Manual: REFRESH MATERIALIZED VIEW mv_name; -- takes an exclusive lock, blocks reads during refresh.
Concurrent: REFRESH MATERIALIZED VIEW CONCURRENTLY mv_name; -- requires a unique index, does not block reads, but is slower.
Scheduled: Use pg_cron to refresh on a cadence: SELECT cron.schedule('0 * * * *', 'REFRESH MATERIALIZED VIEW CONCURRENTLY monthly_sales');
Application-triggered: Refresh after a batch write completes. Best when writes are infrequent and bursty.

MySQL Callout

MySQL does not support materialized views natively. The common workaround is a regular table populated by a scheduled event or application logic. MySQL also lacks CONCURRENTLY refresh semantics -- refreshing a surrogate materialized view requires either a full table swap (rename trick) or accepting a lock during the refresh window.

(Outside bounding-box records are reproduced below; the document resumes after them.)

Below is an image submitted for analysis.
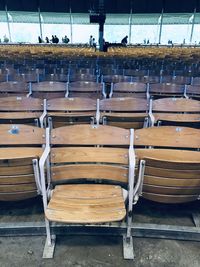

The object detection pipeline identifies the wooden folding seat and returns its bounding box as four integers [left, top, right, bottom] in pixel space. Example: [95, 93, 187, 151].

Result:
[68, 72, 98, 82]
[101, 74, 132, 83]
[29, 81, 67, 99]
[134, 126, 200, 203]
[9, 71, 40, 83]
[47, 97, 97, 128]
[0, 96, 45, 126]
[99, 97, 149, 129]
[109, 82, 147, 98]
[40, 125, 140, 258]
[149, 83, 185, 98]
[0, 124, 45, 201]
[0, 82, 29, 97]
[139, 75, 160, 84]
[0, 73, 8, 82]
[185, 85, 200, 100]
[149, 98, 200, 127]
[66, 81, 105, 99]
[40, 73, 69, 82]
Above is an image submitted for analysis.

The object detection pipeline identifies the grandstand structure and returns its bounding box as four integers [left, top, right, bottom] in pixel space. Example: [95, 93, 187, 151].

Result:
[0, 0, 200, 259]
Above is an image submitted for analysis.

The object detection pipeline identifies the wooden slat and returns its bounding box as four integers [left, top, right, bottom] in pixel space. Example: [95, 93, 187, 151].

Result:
[142, 193, 198, 204]
[0, 190, 37, 201]
[0, 147, 43, 164]
[106, 120, 144, 129]
[0, 96, 43, 111]
[0, 183, 36, 194]
[145, 166, 200, 180]
[0, 124, 45, 145]
[51, 164, 128, 183]
[149, 83, 184, 94]
[143, 184, 200, 195]
[0, 165, 33, 176]
[45, 185, 126, 223]
[113, 82, 146, 93]
[0, 81, 28, 93]
[134, 126, 200, 148]
[47, 97, 96, 111]
[0, 112, 42, 121]
[144, 175, 200, 188]
[51, 125, 130, 145]
[51, 147, 128, 165]
[135, 149, 200, 163]
[69, 81, 103, 92]
[100, 97, 149, 112]
[153, 113, 200, 123]
[32, 81, 66, 92]
[152, 98, 200, 113]
[0, 175, 35, 185]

Real-World Case Study: Social Media Feed

A social platform normalized posts, likes, comments, and shares into separate tables. The home feed query joined 5 tables with aggregations, taking 2+ seconds at scale. The team added a feed_items denormalized table: one row per post with precomputed like_count, comment_count, share_count, and author_name. Triggers on each source table kept the feed current. Feed query latency dropped to 15ms. The consistency tax: 4 triggers, one maintenance job for orphan cleanup, and a monthly audit query to detect drift.

Source

PostgreSQL Materialized Views
Kleppmann, M. "Designing Data-Intensive Applications" (2017), Chapter 3
PostgreSQL Wiki: Materialized View Refresh Strategies

Process

Read the techniques and decision framework in this document.
Measure the actual query performance to confirm a denormalization need exists.
Apply the lightest denormalization technique that solves the measured problem, and implement the consistency mechanism.

Harness Integration

Type: knowledge -- this skill is a reference document, not a procedural workflow.
No tools or state -- consumed as context by other skills and agents.
related_skills: db-first-normal-form, db-second-normal-form, db-third-normal-form

Success Criteria

Denormalization is applied only to measured performance bottlenecks, not as a default design pattern.
Every denormalized copy has a documented consistency mechanism (trigger, application sync, or scheduled refresh).